- Santa Lucía Location in Nicaragua
- Coordinates: 12°31′N 85°23′W﻿ / ﻿12.517°N 85.383°W
- Country: Nicaragua
- Department: Boaco Department

Area
- • Municipality: 46.63 sq mi (120.78 km^{2})

Population (2005)
- • Municipality: 8,254
- • Density: 177.0/sq mi (68.34/km^{2})
- • Urban: 2,046

= Santa Lucía, Nicaragua =

Santa Lucía (/es/) is a municipality in the Boaco department of Nicaragua. It has a population of 10,300 (2006, est.) and an extension of 120.78 km^{2}. The capital is the town of Santa Lucía located 94 km from Managua. Approx. 72% of the population lives in rural areas and 28% in the urban zones.

== Overview ==

The economy is based mainly on agriculture with around 2,200 small farmers in the whole municipality. There are also some agropecuarian activities.

The mayor of the municipality of Santa Lucía is Elba Maria Salinas Guzmán from the Constitutional Liberal Party (PLC).

== History ==

Back in the days of the Spanish colony, the town of Santa Lucía was known as Potreritos (small pasturelands, in English) and was part of the municipality of Teustepe. The town was later renamed in honor of Saint Lucy.

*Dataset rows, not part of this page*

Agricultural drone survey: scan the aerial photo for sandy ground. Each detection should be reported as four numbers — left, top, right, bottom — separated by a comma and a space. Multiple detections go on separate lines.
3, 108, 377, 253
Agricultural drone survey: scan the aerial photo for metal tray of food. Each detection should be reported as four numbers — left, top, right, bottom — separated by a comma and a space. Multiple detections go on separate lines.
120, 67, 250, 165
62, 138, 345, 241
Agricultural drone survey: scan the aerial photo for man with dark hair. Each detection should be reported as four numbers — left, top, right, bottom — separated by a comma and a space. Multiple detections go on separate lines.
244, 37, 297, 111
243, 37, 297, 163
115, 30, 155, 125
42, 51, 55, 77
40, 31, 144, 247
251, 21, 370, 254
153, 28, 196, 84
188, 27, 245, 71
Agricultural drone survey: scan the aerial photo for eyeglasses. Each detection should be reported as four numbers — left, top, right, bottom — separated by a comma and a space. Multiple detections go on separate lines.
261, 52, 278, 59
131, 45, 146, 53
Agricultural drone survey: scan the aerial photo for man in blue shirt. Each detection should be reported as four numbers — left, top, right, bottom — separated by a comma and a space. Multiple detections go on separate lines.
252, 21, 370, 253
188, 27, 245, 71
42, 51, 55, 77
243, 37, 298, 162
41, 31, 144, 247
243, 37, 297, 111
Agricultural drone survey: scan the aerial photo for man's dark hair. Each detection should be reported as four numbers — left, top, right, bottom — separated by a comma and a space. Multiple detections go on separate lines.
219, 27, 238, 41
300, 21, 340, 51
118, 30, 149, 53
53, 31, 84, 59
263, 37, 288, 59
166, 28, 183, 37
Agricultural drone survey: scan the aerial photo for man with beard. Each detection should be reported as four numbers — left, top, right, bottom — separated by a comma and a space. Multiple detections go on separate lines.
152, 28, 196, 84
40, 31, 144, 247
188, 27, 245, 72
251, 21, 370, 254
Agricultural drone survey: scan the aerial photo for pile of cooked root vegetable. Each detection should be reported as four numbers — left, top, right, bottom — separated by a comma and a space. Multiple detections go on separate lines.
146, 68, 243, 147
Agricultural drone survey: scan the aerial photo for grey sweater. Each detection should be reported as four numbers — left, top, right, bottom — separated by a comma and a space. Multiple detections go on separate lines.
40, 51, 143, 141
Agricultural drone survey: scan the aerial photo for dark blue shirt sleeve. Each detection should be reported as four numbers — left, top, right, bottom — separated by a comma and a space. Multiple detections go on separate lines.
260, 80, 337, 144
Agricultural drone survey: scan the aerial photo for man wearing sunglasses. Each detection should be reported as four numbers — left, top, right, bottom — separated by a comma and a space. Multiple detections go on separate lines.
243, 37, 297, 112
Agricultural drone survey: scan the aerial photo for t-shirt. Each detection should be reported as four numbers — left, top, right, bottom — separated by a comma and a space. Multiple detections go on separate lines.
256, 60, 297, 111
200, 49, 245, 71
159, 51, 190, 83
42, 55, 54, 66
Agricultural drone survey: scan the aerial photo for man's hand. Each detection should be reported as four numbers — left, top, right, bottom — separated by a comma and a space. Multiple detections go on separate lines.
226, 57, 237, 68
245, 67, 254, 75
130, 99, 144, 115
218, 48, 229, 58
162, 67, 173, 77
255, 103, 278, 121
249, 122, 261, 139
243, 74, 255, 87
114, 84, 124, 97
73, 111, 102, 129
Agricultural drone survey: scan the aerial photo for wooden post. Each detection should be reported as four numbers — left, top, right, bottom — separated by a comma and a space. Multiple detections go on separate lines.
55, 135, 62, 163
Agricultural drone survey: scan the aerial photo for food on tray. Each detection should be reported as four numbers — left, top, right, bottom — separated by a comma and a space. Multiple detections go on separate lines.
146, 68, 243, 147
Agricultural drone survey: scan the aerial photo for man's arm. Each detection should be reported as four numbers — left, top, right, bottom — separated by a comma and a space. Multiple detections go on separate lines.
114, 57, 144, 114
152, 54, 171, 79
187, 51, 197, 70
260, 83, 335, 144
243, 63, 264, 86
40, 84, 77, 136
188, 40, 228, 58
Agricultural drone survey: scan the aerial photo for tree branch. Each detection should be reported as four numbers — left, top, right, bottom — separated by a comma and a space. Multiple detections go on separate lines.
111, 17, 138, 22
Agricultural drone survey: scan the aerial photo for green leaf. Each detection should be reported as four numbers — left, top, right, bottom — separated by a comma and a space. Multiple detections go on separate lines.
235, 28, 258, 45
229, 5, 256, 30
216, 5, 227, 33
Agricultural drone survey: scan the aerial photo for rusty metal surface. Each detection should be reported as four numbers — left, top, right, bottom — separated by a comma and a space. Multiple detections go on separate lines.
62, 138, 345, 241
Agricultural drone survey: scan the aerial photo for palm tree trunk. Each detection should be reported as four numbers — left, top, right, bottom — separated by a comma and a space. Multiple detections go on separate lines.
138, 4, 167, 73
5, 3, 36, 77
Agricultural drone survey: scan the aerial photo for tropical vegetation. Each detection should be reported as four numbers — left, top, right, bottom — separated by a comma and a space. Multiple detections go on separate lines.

On August 16, 1904, the town of Santa Lucía became the capital town of the homonymous municipality and part of the Boaco department.

== Local festivities ==

From December 10 to 17 in honor of Saint Lucy. The festivities continues on February 12 and 13. The municipality celebrates its patron with corridas, popular fiestas and religious activities during the festivities.